Variante Delta, Andrea Crisanti oltre il catastrofismo: lockdown? "Avremmo già dovuto farlo", ci vuole richiudere in casa
Andrea Crisanti, microbiologo dell’Università di Padova e virologo in prima linea durante l’emergenza coronavirus, è preoccupato dell'avanzamento della variante Delta in Italia. "Per bloccare la circolazione della nuova mutazione del Sars-Cov-2, in grado di causare una malattia seria anche in chi ha già ricevuto una prima dose di vaccino bisogna passare dal paradigma del contact tracing, che non funziona, a quello del network testing". E sulle possibili zone rosse da creare nelle aree in cui ci sono più riscontri di variante Delta, spiega che "è velleitario. Bisognava muoversi prima". Insomma, oltre il catastrofismo. Ancora una volta. Dopo che il Cts, alla vigilia, ha spiegato di "ragionare su nuove zone rosse", ecco che Crisanti spiega che, a suo giudizio, avremmo già dovuto muoverci con dei lockdown.
"Le autorità inglesi sono molto preoccupate, e stanno cercando in tutti i modi di bloccarla, speriamo che ci riescano. Sicuramente esiste un allarme. La Delta è una variante che ha una trasmissibilità elevatissima, e questo ha un impatto anche sulla soglia dell’immunità di gregge. Inoltre, sembra che le persone che hanno ricevuto una sola dose possano ammalarsi e trasmettere il virus. La mutazione è in grado di causare una malattia seria. È stata evidenziata una sotto-variante della mutazione indiana, di cui si stanno studiando le caratteristiche. Purtroppo il virus è in costante evoluzione, ma lo è sempre stato", spiega il professore.

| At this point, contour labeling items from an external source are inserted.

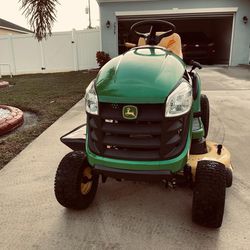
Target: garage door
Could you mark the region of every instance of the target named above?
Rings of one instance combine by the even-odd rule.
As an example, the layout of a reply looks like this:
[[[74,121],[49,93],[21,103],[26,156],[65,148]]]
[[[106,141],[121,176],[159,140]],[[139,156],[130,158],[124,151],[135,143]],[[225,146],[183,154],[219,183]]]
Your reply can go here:
[[[136,36],[128,38],[132,24],[141,20],[161,19],[174,23],[177,28],[176,32],[182,37],[183,45],[190,44],[189,51],[185,51],[183,47],[184,58],[195,59],[203,64],[230,64],[234,13],[235,10],[223,12],[218,11],[218,9],[216,12],[201,13],[192,13],[191,11],[166,14],[132,13],[130,15],[129,13],[117,13],[119,53],[126,51],[124,41],[132,39],[132,42],[136,42],[135,40],[138,39]],[[207,40],[207,42],[201,42],[201,40]],[[192,45],[199,45],[198,41],[202,44],[209,44],[212,49],[192,48]]]

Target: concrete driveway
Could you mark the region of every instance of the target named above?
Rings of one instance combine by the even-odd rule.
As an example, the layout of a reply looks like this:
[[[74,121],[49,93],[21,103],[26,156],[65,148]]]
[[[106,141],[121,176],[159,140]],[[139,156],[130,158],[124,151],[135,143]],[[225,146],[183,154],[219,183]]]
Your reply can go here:
[[[85,211],[61,207],[53,191],[59,137],[84,121],[83,101],[0,171],[0,249],[250,249],[250,70],[200,71],[211,105],[209,138],[232,153],[223,226],[191,221],[192,191],[160,183],[100,184]]]

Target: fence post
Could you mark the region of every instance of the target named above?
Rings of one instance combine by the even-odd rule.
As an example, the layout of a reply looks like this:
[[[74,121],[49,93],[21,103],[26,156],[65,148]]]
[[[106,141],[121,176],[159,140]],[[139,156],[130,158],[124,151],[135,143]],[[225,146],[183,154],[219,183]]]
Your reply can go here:
[[[41,70],[46,70],[45,66],[45,58],[44,58],[44,49],[43,49],[43,41],[39,41],[39,47],[40,47],[40,56],[41,56]]]
[[[13,75],[16,75],[16,59],[15,59],[15,53],[14,53],[12,34],[8,35],[8,40],[9,40],[9,50],[10,50],[10,55],[11,55],[11,65],[13,68],[12,72],[13,72]]]
[[[77,32],[75,29],[72,29],[71,33],[71,44],[72,44],[72,53],[73,53],[73,63],[74,63],[74,70],[79,70],[79,63],[78,63],[78,53],[77,53]]]

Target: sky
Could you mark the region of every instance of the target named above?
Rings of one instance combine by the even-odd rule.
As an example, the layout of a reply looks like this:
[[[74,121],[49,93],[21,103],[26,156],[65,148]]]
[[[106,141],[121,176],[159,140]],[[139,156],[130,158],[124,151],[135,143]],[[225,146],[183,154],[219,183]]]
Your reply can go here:
[[[82,30],[89,25],[88,15],[85,8],[88,0],[58,0],[57,21],[54,23],[52,32],[68,31],[73,28]],[[20,10],[19,0],[0,0],[0,18],[30,29],[27,19]],[[99,7],[96,0],[90,0],[92,26],[99,26]]]

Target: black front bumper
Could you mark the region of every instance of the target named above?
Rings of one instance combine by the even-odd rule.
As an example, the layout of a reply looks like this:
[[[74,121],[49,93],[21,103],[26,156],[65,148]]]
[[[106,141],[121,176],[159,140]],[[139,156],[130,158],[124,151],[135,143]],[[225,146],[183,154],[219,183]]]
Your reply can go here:
[[[132,181],[160,181],[173,177],[169,170],[128,170],[95,165],[93,171],[105,177]]]

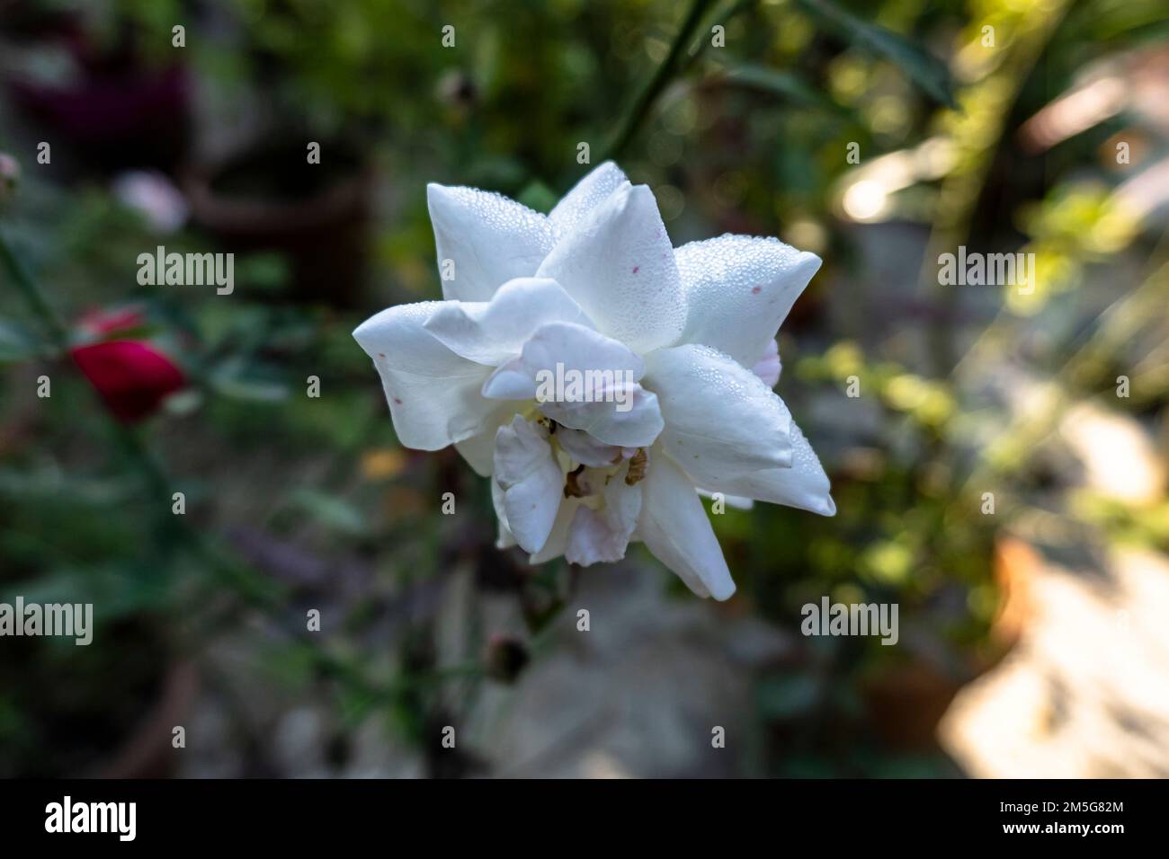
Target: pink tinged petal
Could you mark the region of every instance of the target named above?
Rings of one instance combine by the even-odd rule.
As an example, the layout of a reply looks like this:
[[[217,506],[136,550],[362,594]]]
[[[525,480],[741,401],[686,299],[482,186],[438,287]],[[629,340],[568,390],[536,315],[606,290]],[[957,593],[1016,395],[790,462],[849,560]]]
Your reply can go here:
[[[426,328],[455,354],[498,367],[518,355],[537,328],[555,321],[593,327],[555,280],[518,277],[500,286],[490,302],[444,304]]]
[[[705,346],[645,360],[645,385],[665,418],[662,448],[704,486],[710,477],[790,465],[791,415],[754,373]]]
[[[623,457],[623,448],[604,444],[596,441],[583,430],[574,430],[569,427],[560,427],[556,430],[556,443],[574,463],[604,467]],[[632,456],[632,455],[630,455]],[[628,458],[628,457],[625,457]]]
[[[517,415],[496,434],[494,479],[504,491],[507,527],[525,552],[539,552],[560,508],[565,476],[547,430]]]
[[[677,342],[685,326],[673,249],[644,185],[613,192],[556,242],[537,276],[555,279],[599,331],[635,352]]]
[[[427,202],[444,298],[486,302],[512,278],[534,275],[552,249],[548,219],[502,194],[430,183]],[[454,262],[452,278],[444,261]]]
[[[600,165],[576,182],[573,189],[565,194],[548,214],[553,229],[560,235],[576,229],[597,206],[608,200],[609,195],[625,181],[625,174],[613,161]]]
[[[819,269],[819,257],[777,238],[724,235],[675,251],[686,296],[678,344],[704,344],[745,367],[767,341]]]
[[[423,327],[442,304],[390,307],[353,332],[381,375],[399,439],[417,450],[440,450],[485,431],[499,408],[480,394],[490,370],[459,358]]]
[[[750,372],[762,379],[763,385],[768,388],[774,388],[780,381],[780,373],[783,372],[783,365],[780,362],[780,345],[774,338],[768,340],[767,352],[755,361],[755,366],[750,368]]]
[[[731,496],[735,494],[754,498],[756,501],[798,507],[825,517],[836,515],[836,501],[830,494],[828,474],[795,423],[791,424],[791,448],[789,469],[767,469],[713,479],[710,476],[698,479],[696,476],[696,482],[704,490],[726,493],[727,504],[731,503]]]
[[[658,455],[642,485],[637,534],[649,550],[699,596],[726,600],[734,594],[731,570],[690,478]]]

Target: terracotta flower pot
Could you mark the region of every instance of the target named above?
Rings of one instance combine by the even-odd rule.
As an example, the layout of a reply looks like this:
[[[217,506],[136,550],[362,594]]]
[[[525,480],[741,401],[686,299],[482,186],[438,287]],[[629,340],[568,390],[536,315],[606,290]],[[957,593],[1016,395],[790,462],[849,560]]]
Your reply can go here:
[[[367,261],[374,174],[352,150],[288,136],[188,171],[194,220],[228,251],[276,251],[302,299],[355,306]]]

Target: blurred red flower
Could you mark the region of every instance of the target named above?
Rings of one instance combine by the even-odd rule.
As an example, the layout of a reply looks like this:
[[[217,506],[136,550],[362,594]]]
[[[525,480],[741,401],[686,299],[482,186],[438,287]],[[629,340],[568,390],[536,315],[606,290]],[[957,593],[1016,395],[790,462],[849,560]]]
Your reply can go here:
[[[77,346],[74,361],[123,423],[136,423],[186,383],[171,359],[150,344],[110,340]]]

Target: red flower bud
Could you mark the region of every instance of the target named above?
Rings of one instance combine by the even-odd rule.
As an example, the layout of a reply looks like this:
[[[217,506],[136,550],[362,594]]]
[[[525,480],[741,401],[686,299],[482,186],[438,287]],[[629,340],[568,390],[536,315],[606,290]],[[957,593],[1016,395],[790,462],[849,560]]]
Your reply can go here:
[[[174,362],[150,344],[110,340],[77,346],[71,354],[106,407],[123,423],[147,417],[186,383]]]

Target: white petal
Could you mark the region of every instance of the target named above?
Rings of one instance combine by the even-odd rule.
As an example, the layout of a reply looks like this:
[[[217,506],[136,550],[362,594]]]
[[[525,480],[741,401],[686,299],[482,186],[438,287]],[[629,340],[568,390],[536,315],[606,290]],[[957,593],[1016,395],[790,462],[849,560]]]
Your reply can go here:
[[[555,279],[597,330],[635,352],[677,342],[685,326],[673,249],[644,185],[613,192],[556,242],[537,275]]]
[[[569,370],[581,376],[587,370],[608,372],[614,379],[637,381],[645,373],[645,363],[622,344],[584,325],[548,323],[528,338],[518,359],[500,365],[491,374],[483,395],[533,399],[541,380],[567,381]]]
[[[576,182],[548,214],[553,229],[560,235],[576,229],[593,209],[608,200],[625,181],[625,174],[613,161],[600,165]]]
[[[777,238],[731,234],[684,244],[675,257],[686,296],[676,342],[712,346],[745,367],[763,354],[821,263]]]
[[[496,434],[494,479],[504,491],[507,527],[525,552],[539,552],[560,508],[565,476],[547,431],[517,415]]]
[[[812,513],[836,515],[836,503],[830,494],[828,474],[812,451],[808,439],[795,423],[791,424],[791,467],[768,469],[727,478],[698,479],[704,490],[754,498],[758,501],[783,504]]]
[[[583,325],[549,323],[518,359],[491,374],[483,395],[534,397],[558,423],[604,444],[638,448],[652,444],[663,425],[657,397],[636,382],[644,370],[642,359],[616,340]],[[579,389],[569,387],[574,380]]]
[[[556,430],[556,443],[572,458],[574,463],[603,467],[613,465],[622,457],[622,449],[613,444],[604,444],[596,441],[583,430],[574,430],[569,427],[560,427]]]
[[[516,535],[511,533],[511,527],[507,525],[507,511],[504,510],[504,489],[494,480],[491,482],[491,504],[496,508],[496,518],[499,520],[496,548],[511,548],[516,545]]]
[[[427,321],[427,331],[469,361],[498,367],[514,358],[546,323],[593,327],[584,311],[555,280],[518,277],[490,302],[448,302]]]
[[[754,373],[705,346],[645,360],[645,385],[665,418],[662,446],[704,486],[715,476],[790,465],[791,415]]]
[[[568,546],[569,528],[572,527],[573,519],[576,517],[576,511],[581,506],[579,498],[566,498],[560,503],[560,511],[556,513],[556,521],[552,525],[552,533],[548,535],[548,541],[544,545],[542,549],[528,555],[528,563],[545,563],[553,557],[560,557],[565,554],[565,549]]]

"La nostra capacità di uscire da questa emergenza deriva da due fattori: dalla durata della vaccinazione e dalla possibilità che non emergano varianti che sono in grado di contagiare e far ammalare gravemente persone vaccinate. Se il virus muta continuamente, esiste la probabilità teorica e non uguale a zero, che emergano varianti progressivamente sono più trasmissibili e contemporaneamente sono più resistenti al vaccino. Sfortunatamente il rischio non è uguale a zero. Il problema è che come tracciamo in Italia non va bene. Serve fare un lavoro completamente diverso, come dimostrato nello studio sulla popolazione di Vo’ Euganeo: bisogna passare dal paradigma classico del “contact tracing”, che non funziona, all’approccio funzionante del “network testing”, che va a testare tutte le persone potenzialmente entrate in contatto con la persona positiva, indipendentemente da quello che la persona dichiara", rivela in una intervista al Corriere della Sera.